Überhaupt zeigt er, stupend belesen und über Blick und Ohr für Kniffe, Töne, Kitsch und Fehler verfügend, eine sozusagen herzliche Offenheit, die erst bei Stefan Zweig und Marlene Streeruwitz ihre Grenzen findet. Thomas Manns ironiepäpstliche Schwächen, zumal die Nähe zum höheren Kunstgewerbe, legt sein Bewunderer genauso freudig bloß wie die von Goethes »Wahlverwandtschaften«, weswegen ich gegen das lesbare, aufschlussreiche, wenn auch naturgemäß zu allerlei Einsprüchen einladende Opus nur zweierlei vorbringen will: das etwas dick Propädeutische (jetzt stellen wir uns einmal ganz dumm und fragen: Was ist eigentlich eine Metapher?), das bis zum törichten, heutige Bildungsbürgerbedürfnisse verratenden Literaturquiz reicht und über sich hinaus nichts mitzuteilen hat, weil es für guten Stil ja »keine Formel« gibt, »es kann sie nicht geben« (es sei denn als tautologische); und die mitunter etwas helle Freude am Subjektiven, die dann so unversehens wie »voulu« – »gewollt« ist das, was Stil nicht ist – Thomas Bernhard mit Marcel Proust vergleicht, dessen »Satzgirlanden« freilich »ganz anders aufgehängt« seien: Sie »funkeln ganz anders als die letztlich verhockten und vermufften Bösartigkeits-Sermone und Grollschwälle des menschlich ohnehin unerträglichen, wenn auch von jeher schwer gebeutelten Herrn Bernhard!« Ich bin der letzte, der den Spaß (und die Koketterie) nicht verstünde, aber ein Ekel soll Monsieur Proust ja nun gleichfalls gewesen sein, was natürlich wurscht ist, hier aber für eine Pointe sorgt, über die sich Helene Hegemann nicht halbminutenlang ausgeschüttet haben kann.

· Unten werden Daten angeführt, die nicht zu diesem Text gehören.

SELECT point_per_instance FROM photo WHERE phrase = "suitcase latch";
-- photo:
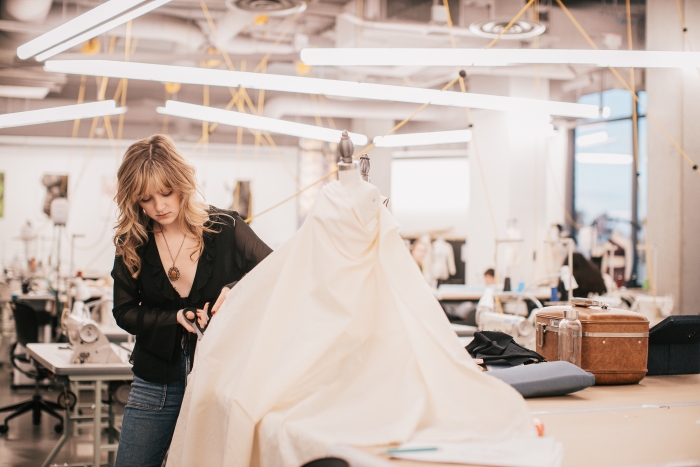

Mir ist Maar lieber, wenn sein Witz festen Boden hat (über Heinrich Mann und seine Marotte, dass er »jedes einzelne Wort in die möglichst untypische Ecke stellt«: »das liest sich dann manchmal wie von Google übersetzt«), wenn er den Finger drauflegt, aufs Gelungene wie Danebene, und sich, als Phrasenkritiker, Phrasen wie das immer gleich falsche »Wer hier nicht weint, der hat kein Herz« verkneift. Falls man das fad Brecht angekreidete »Moskauderwelsch« samt erratischer Sozialismus- und DDR-Kritik nicht mit den wirklich hübschen »Grollschwällen« verrechnen will.